Cloud Security: On Moats

After a recent snowstorm, and due to pending work on our generator, I had to dig out paths to the generator, the propane tank, etc. We normally dig out a few paths for moving wood around our yard, access to oil, the driveway, etc. But when we finished, we dug a moat around our entire house. This got me thinking about cloud security. The ongoing desire to put moats between us and the attackers. But what is us, in the cloud? Can we prevent the attacks? What are the current moat style technologies in play today?
There are several moat style technologies available, then include:

• Traditional in-line firewalls
• More advanced firewalls who kill ‘bad sessions’
• Application specific firewalls
• Sandboxes

And what do all these have in common? They are trying to limit but not remove all threats.

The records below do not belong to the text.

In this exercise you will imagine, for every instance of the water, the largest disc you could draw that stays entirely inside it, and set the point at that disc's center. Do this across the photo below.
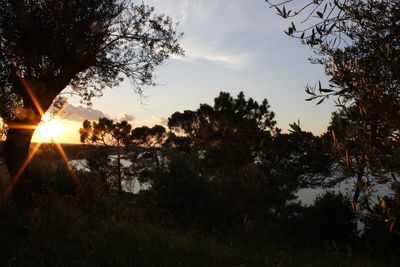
(306, 196)
(130, 184)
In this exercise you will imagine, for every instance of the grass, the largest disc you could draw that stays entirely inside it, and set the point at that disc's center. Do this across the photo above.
(63, 232)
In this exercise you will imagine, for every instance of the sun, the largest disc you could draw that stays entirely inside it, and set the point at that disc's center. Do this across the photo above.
(49, 130)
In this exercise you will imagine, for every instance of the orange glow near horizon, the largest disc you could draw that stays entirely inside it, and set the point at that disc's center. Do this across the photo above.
(49, 130)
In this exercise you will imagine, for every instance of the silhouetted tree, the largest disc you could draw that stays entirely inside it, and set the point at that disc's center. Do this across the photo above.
(46, 46)
(227, 135)
(111, 134)
(357, 42)
(151, 138)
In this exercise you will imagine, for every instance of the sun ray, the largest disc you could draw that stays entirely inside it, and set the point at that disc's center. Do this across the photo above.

Sandbox – Moats around an attack

Take a look at Sandbox technology, such as from Bromium. This technology can only run on bare-metal and allows the attacks to happen. It does not prevent the attacks, but it prevents the spread of attacks. In essence, the attack was allowed into through the gate, but the moat around the attacked application disallowed the spread of the attack to other critical systems. This is the case for any sandbox technology. If the attack was not prevented from reaching the application, a sandbox limits the attack surface. Symantec Critical System Protection (CSP) works in the same manner. Both of these technologies look use whitelists to allow certain actions but all within the context of the sandbox. There is a moat around the application.

Firewall – Moats before an attack

When we look at a firewall on the other hand, we have a Moat that blocks attacks from getting to the other side. While a Sandbox contains an unknown attack, a firewall blocks a known attack and perhaps some unknown ones if the firewall uses whitelisting instead of blacklisting.  Some firewalls attempt to tell you which users are involved in attacks (or really any action), but that often requires the firewall to be the hub of communication. With a cloud or virtual environment we have a proliferation of firewalls that blacklist traffic from one part of the network from another.

We need both types of Moats

We all use moats within our network and cloud designs. Firewalls used to be only at the edges, but they are being used to divide tenants, etc. We have a proliferation of firewalls but we do not have a proliferation of technologies that will contain unknown attacks. This is crucial as unknown attacks are what cause the most damage. We cannot prepare for them, but we can contain them when they happen. It is definitely an important concept for multi-tenant clouds where we want to contain a tenant within their own networks and systems.
Do we have enough defense in depth to use both types of Moats? Should the moats be at the edges of the network, before each virtual machine, before the application, or surrounding the data? What happens if we move a virtual machine, application, or the data, does the definition and requirements of the moats involved move with the construct?
This is the end goal, to wrap a security context around an object. Or in other words each object has its own moat.